A higher density of cattle on introduced pastures may also play a fundamental role on the construction of local structural heterogeneity on the dung beetle assemblages, altering the vegetal succession by exerting a control in the development of foraging plants (Olff and Ritchie 1998; Adler et al. 2001). The changes in structural heterogeneity caused by intense grazing imply an alteration of habitat diversity, bringing consequences such as a more homogenous environment and transformations in local biodiversity (Wallis-de-Vries et al. 2007). In contrast, structural heterogeneity increases the quantity of ecological niches to species adapted to high or low vegetation (Debano 2006), a characteristic of native pastures in the Pantanal (Santos et al. 2011). Additionally, an increase in cattle density may reduce vegetal coverage, while also compacting the soil surface (Vzzoto et al. 2000), having a negative effect, especially on dung beetle species that build their nests below ground (Bang et al. 2005).

Functional guilds

Small tunneler beetles were dominant in native pastures. We believe that these beetles are dominant in native pastures because their size may permit a greater number of individuals and species to share the same resource (Correa et al. 2013b). In contrast, the large tunneler and small dweller beetles were dominant in the introduced pastures. We believe that the predominance of large tunneler beetles in introduced pastures may in the first instance be associated with higher availability of food recourses. Moreover their large size permits individuals of this guild to use a greater quantity of dung pad (e.g. Louzada and Carvalho e Silva 2009; Correa et al. 2013b, 2016), making it less available to other beetle guilds such as dwellers and rollers. The domain of small and large tunneler beetles in native and introduced pastures, respectively, may also be related to adaptation of these species to open habitats, such as pasturelands.

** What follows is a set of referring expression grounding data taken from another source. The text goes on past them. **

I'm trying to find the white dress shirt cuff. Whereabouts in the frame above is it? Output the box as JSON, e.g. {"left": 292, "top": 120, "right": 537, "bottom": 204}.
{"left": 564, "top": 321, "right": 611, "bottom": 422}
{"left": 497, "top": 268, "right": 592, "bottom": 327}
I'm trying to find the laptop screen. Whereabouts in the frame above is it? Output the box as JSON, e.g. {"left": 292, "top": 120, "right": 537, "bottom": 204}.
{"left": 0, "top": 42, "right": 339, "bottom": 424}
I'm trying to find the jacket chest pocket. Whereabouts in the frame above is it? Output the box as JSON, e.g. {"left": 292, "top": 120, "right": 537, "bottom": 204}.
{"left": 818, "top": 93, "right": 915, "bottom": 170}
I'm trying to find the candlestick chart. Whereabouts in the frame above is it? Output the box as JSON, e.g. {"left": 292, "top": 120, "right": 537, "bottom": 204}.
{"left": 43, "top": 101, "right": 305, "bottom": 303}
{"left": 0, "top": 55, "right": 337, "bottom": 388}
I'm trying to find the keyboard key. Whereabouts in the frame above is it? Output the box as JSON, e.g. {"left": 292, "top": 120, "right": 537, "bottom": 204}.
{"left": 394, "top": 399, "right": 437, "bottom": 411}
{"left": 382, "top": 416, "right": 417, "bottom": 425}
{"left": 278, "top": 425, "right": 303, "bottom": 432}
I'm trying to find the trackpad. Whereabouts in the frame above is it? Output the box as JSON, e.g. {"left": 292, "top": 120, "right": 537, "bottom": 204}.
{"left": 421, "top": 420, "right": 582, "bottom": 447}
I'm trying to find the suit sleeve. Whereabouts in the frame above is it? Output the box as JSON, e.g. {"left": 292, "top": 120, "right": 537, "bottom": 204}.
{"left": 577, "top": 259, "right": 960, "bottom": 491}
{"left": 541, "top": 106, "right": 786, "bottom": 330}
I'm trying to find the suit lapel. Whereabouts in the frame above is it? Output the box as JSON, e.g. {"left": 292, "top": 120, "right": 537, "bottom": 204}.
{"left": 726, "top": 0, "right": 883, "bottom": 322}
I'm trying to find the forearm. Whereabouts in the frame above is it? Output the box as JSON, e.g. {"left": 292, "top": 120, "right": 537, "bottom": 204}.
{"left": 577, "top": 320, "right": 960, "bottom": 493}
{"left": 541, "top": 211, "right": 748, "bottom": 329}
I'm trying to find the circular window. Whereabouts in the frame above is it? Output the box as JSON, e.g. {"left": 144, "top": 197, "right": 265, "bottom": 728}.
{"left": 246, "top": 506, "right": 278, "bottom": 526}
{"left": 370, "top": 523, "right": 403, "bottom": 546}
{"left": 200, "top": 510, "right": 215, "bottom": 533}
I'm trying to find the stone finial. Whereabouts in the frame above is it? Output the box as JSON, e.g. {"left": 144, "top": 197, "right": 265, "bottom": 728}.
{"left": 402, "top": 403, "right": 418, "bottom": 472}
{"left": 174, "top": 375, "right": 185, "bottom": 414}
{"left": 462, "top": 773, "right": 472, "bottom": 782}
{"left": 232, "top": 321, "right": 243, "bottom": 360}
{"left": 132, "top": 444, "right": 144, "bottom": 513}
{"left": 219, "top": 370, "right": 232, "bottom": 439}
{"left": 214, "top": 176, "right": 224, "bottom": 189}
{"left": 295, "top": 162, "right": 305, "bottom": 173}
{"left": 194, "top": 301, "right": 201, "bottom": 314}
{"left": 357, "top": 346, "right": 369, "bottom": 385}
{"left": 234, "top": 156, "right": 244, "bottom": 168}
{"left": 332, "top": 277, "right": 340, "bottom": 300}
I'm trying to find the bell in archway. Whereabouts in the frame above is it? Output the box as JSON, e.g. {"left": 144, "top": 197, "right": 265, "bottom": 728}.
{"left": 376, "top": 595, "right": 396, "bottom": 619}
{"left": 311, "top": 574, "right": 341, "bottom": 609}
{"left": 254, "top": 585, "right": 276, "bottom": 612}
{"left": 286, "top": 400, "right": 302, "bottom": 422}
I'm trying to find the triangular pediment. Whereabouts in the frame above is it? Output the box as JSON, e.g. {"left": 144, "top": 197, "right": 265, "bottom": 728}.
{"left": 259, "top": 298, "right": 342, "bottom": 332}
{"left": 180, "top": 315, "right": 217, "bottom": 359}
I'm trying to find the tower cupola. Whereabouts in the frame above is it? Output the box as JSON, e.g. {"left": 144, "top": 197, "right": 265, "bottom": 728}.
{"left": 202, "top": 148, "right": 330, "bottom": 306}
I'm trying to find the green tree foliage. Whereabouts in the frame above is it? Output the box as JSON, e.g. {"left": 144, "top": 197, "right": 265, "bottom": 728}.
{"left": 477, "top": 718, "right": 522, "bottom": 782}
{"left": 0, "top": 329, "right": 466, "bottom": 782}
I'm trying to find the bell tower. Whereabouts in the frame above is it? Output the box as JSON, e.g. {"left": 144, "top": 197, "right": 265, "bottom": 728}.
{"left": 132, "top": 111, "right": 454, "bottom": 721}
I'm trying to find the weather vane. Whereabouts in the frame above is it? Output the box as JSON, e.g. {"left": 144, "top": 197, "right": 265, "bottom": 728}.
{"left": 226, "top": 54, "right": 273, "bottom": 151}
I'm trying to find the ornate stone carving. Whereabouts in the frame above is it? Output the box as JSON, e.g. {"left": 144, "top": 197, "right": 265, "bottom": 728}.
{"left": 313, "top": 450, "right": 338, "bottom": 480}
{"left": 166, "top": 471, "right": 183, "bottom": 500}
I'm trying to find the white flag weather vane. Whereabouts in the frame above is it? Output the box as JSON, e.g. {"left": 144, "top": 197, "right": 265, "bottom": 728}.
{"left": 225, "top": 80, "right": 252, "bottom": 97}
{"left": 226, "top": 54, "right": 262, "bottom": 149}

In summary, we assert that subtle changes in vegetation structure in open areas, beyond altering the composition and the richness of dung beetle species as reported by Almeida et al. (2011) in the Cerrado, also affects the functional guilds of dung beetles.

Conservation of dung beetles in the native pastures

In recent decades (<40 years), cattle production has been considered the main source of land use change in the Pantanal (Seidl et al. 2001; Alho et al. 2011; Silva et al. 2011). Approximately 45 % of the Pantanal has been affected by human activities, including alteration and loss of natural habitats, and if the current rate of degradation continues (2.3 % per year), natural habitats of the Pantanal will be destroyed in approximately 50 years (Silva et al. 2011). The greater dung beetle species richness in native pastures highlights the importance of these ecosystems for the conservation of dung beetle biodiversity. The Pantanal is one of the least known ecosystems in terms of biodiversity of Brazil, and it is known that invertebrates play an important functional role in its conservation (Lewinsohn et al. 2005). Thus, it is necessary to develop a management plan for livestock production in native and introduced pastures in the Pantanal that may encourage the use of native pastures, including agricultural techniques such as rotational management for more efficient use of native pastures (Eaton et al. 2011) and consequently the conservation of dung beetle biodiversity and their ecological services.